I am just wondering how you were thinking about the Q1 number in terms of that's embedded in your guidance?

Paul Sarvadi

Analyst

Yes. I think if you just look at the EBITDA expectation and you look at the employee growth and I think we've -- if you look at our expected growth on the operating expense side, you kind of back into that. But it will be strong, because the first quarter in terms of seasonality, we always have those two components that make the first quarter strong at the gross profit line.

Mark Marcon

Analyst

Yes. I recognize that. I was just thinking about last year the severity and incidents on the healthcare side were really favorable. So I was just wondering, for assuming that the healthcare cost on a per employee basis are probably going to be a little bit -- maybe a little bit higher than they were last year?

Paul Sarvadi

Analyst

Yes. We look at the trend on that with the underlying claims in there and kind of build it on a year-over-year basis. So we would expect that be down a little bit, because it was so exaggerated last year.

Mark Marcon

Analyst

Yeah. Okay.

Paul Sarvadi

Analyst

That make sense?

Mark Marcon

Analyst

It does. I just want to make sure that, that was in fact the case. And then, with regards to what you said about the growth geographically.
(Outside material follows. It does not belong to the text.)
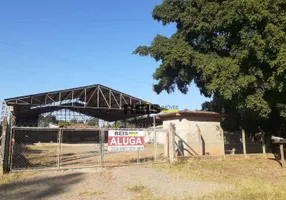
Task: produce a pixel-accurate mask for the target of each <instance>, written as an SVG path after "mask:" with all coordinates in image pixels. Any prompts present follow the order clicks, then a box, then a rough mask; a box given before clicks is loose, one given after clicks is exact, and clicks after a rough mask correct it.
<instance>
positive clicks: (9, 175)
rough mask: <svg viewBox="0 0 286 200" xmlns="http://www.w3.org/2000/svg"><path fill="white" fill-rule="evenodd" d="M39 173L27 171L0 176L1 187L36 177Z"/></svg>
mask: <svg viewBox="0 0 286 200" xmlns="http://www.w3.org/2000/svg"><path fill="white" fill-rule="evenodd" d="M36 174H37V172H34V171H33V172H32V171H27V172H19V173H9V174H3V175H2V174H0V185H4V184H9V183H14V182H16V181H17V182H18V181H23V180H26V179H28V178H31V177H33V176H35V175H36Z"/></svg>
So you're seeing as faster level of growth out of Texas as you are out of some of the newer markets?

Paul Sarvadi

Analyst

Yes. Actually, when you just evaluate the growth rate, I'd say, we're probably running little fast in the Northeast than we are in some areas. But it's really wherever we kind of grow the BPAs is where you're going to grow the business. So we do try to even that out as to where -- as we look at the regions and where we're opening offices and where we're growing the BPA base.

Mark Marcon

Analyst

And then with the expanded client solution side, as well as the enhanced training, are you actually seeing an increase in BPA retention rates?

Paul Sarvadi

Analyst

Yes. We are seeing what I would call them kind of a step up improvement in retaining our BPAs for a long time first 30 years in business or 28 may be years in business. We were north of 30% around the 30% to 35% mid -- sometimes even as high as that. And we're more in the 26%, 27% retention and I think we have room for improvement there. Success breeds success people are doing well and you're able to retain BPAs more effectively.

Mark Marcon

Analyst

Then that 26% to 27% is the turn over rate and retention is running 63 to...

Paul Sarvadi

Analyst

Sorry about that. Yes, I am thinking in turnover, right rather than retention, but yes.

Mark Marcon

Analyst

Great. Terrific, congratulations.

Paul Sarvadi

Analyst

Thank you.

Operator

Operator

[Operator Instructions] A follow-up question comes from the line of Tobey Sommer from SunTrust. Your line is now open. Q –Unidentified Analyst: Hey just one quick question about capital allocation. So you repurchased a lot of stock in 4Q, how does – how do repurchases rank as far as your plans for capital allocation going into 2019 with the stock price being significantly higher than the implied purchase price for the fourth quarter? Thank you.

Paul Sarvadi

Analyst

Sure. Obviously we weigh in on a variety of factors at each Board meeting every quarter and get outside input from advisors etcetera. But in the fourth quarter last year it was obvious to us that there was a -- we think a reduction stock price didn't really relate to anything based on reality happening the business. So we increased our allocation of our capital toward buying back shares. And you will see us from time-to-time emphasize different uses of our capital. So we wouldn’t have bought back a lot of shares, but we still have plenty on our authorization. We're generating a lot of cash and so we’ll weigh that accordingly each quarter. Q – Unidentified Analyst: Thank you.

Operator

Operator

There are no further questions at this time. I will now hand the call back to Mr. Paul Sarvadi.

Paul Sarvadi

Analyst

Once again, we really appreciate your interest in Insperity and we will be out on the road some this quarter and next. So we look forward to seeing you and talking to you some more about our game plan for 2019. So thank you again for participating. We'll see you out there.

Operator

Operator

This concludes today's conference call. You may now disconnect. Thanks.